Towards Energy Efficient Allocation for Applications in Volunteer Cloud

We can view the topology of classical clouds infrastructures as data centers to which are connected user machines. In these architectures the computations are centered on a subset of machines (the data centers) among the possible ones. In our study, we propose to consider an alternative view of clouds where both users machines and data centers are used for servicing requests. We refer to these clouds as volunteer clouds. Volunteer clouds offer potential advantages in elasticity and energy savings, but we have also to manage the unavailability of volunteer nodes. In this paper, we are interested in optimizing the energy consumed by the provisioning of applications in volunteer clouds.
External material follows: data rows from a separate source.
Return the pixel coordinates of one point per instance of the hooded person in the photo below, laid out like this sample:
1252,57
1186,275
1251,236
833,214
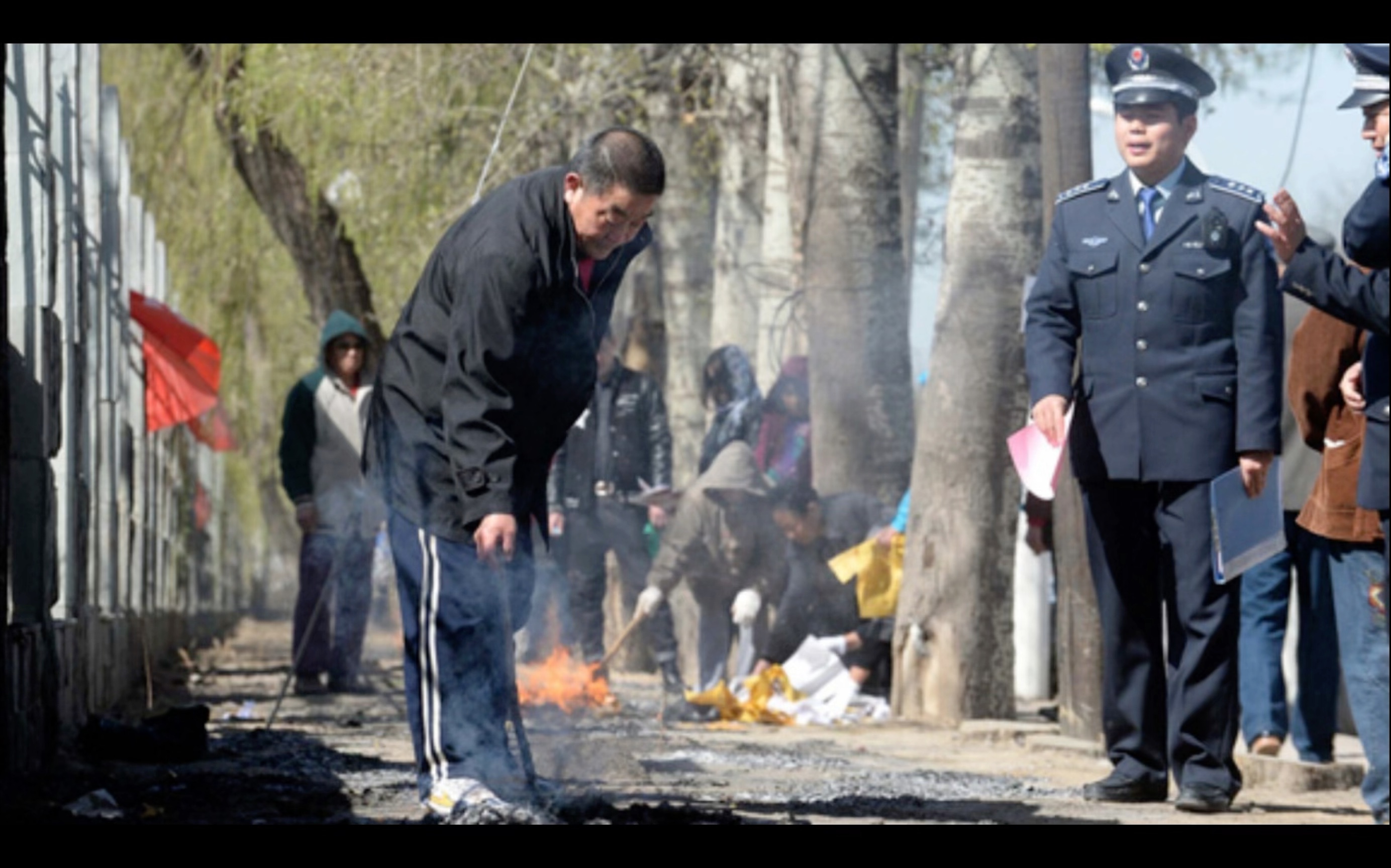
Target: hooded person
321,454
783,451
729,386
724,543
Given a set of applications requested by cloud's clients for a window of time, the objective is to find the deployment plan that is less energy consuming. In comparison with many works in resource allocation, our specificity is in the management of the unavailability of volunteer nodes. We show that our core challenge can be formalized as an NP-hard and inapproximable problem. We then propose an ILP (Integer Linear Programming) model and various greedy heuristics for its resolution. Finally, we provide an experimental analysis of our proposal in using realistic data and modeling for energy consumption. This work is a work on modeling with simulation results but not a work with emulation and experiments on real systems. However, the parameters and assumptions made for our simulations fit well with the knowledge generally accepted by people working on energy modeling and volunteer computing. Consequently our work should be analyzed as a solid building block towards the implementation of allocation mechanisms in volunteer clouds.